The attorneys at Riemer Hess win 95% of all disability claims they file initially. But even when a denial occurs, their team develops targeted legal arguments, strengthens weak points in the evidence, and fights to reverse the insurer’s decision on appeal. If the appeal fails, they pursue litigation aggressively, having recovered hundreds of millions of dollars in benefits, settlements, and judgments for clients across the country.

What Should You Look for in a Disability Law Firm?
Not every attorney who handles disability cases has the depth of ERISA experience you need. Here’s what genuinely matters when choosing representation:
- Exclusive or heavy focus on long term disability and ERISA law
- A proven track record in federal court litigation involving disability insurers
- Experience with your specific type of occupation and diagnosis
- Transparent fee structures that don’t leave you guessing
- Real client reviews reflecting both results and the quality of communication
Riemer Hess LLC offers a flat fee structure to cover all legal needs, eliminating the anxiety of unexpected billing. Clients consistently praise the firm for responsive communication and thorough explanations throughout what is often a multi-year process. One client noted the process was seamless with lightning fast response times, a sentiment echoed across numerous independent reviews.
Real-World Scenario: What a Well-Handled Claim Looks Like
Consider a financial executive diagnosed with Parkinson’s disease in her early fifties. She is still able to handle basic activities of daily living but can no longer sustain the cognitive precision and executive function her role demands. Her insurer argues she is capable of sedentary work and denies her claim. Without legal help, she might accept that denial. With experienced long term disability attorneys in her corner, her team builds a detailed neuropsychological record, obtains expert vocational testimony about her specific job demands, and forces the insurer to reverse its decision on appeal. That is not a hypothetical. That is the kind of outcome that specialized legal representation makes possible.
Why the Right Firm Changes Your Outcome
Here is what’s interesting: most disability claimants don’t realize how much the insurer already knows about ERISA law and how it favors their position. Insurers employ in-house legal teams and have years of institutional knowledge. Going up against them alone, or with a general practice attorney, puts you at a serious disadvantage. The most important move you can make is to partner with attorneys who have spent decades in this specific corner of the law and who know exactly how each major insurer evaluates claims.

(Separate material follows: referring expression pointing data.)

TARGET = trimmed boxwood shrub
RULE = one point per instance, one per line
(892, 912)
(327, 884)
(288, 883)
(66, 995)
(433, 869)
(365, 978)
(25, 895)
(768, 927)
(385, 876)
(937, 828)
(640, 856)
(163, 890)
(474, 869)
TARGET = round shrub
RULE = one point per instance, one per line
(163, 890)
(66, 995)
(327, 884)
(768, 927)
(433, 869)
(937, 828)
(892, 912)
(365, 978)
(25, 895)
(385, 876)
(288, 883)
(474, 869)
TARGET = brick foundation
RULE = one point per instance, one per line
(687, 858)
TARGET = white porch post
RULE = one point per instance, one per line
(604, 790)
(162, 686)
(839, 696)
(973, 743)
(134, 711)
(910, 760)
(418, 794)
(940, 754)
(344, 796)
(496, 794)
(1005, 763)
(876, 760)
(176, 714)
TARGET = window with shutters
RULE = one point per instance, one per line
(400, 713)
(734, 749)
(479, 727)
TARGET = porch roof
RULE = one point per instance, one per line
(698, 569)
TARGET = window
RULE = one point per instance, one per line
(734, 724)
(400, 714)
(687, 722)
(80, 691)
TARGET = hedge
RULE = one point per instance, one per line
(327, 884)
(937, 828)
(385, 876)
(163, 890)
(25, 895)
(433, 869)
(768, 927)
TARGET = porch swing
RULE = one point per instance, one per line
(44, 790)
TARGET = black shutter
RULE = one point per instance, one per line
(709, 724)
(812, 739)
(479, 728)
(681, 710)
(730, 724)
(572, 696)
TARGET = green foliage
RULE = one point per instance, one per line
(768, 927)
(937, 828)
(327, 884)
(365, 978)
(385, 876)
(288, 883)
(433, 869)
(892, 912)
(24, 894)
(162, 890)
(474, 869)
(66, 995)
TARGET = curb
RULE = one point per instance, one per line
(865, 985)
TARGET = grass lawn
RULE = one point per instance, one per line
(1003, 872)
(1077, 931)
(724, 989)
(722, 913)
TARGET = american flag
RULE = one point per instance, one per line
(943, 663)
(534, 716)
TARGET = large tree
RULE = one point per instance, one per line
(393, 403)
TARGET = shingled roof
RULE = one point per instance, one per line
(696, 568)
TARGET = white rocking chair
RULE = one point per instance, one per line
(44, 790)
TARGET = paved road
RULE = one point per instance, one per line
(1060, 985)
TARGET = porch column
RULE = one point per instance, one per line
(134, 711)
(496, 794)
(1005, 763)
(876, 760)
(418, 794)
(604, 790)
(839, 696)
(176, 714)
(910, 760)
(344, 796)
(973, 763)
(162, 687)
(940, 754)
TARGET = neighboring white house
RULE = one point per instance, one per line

Riemer Hess is a Preferred Attorney firm recognized by the Brain Injury Association of America, has been featured in the American Association for Justice’s Trial Magazine, and has published scholarly articles in the ABA Tort Trial and Insurance Practice Law Journal. This is a firm that doesn’t just handle disability cases. It leads the national conversation on disability insurance law.
Conclusion
Facing a long term disability claim is stressful, uncertain, and deeply personal. The difference between a claim that succeeds and one that fails often comes down to how early and how strategically you engage legal help. Whether your claim involves a neurological condition, cancer, spinal damage, or any other serious diagnosis, you deserve representation that understands the full picture. If you’re a professional or executive dealing with a disability that’s forcing you out of work, don’t navigate this alone. The right legal team changes the outcome. That is not a promise made lightly; it is a track record that speaks for itself.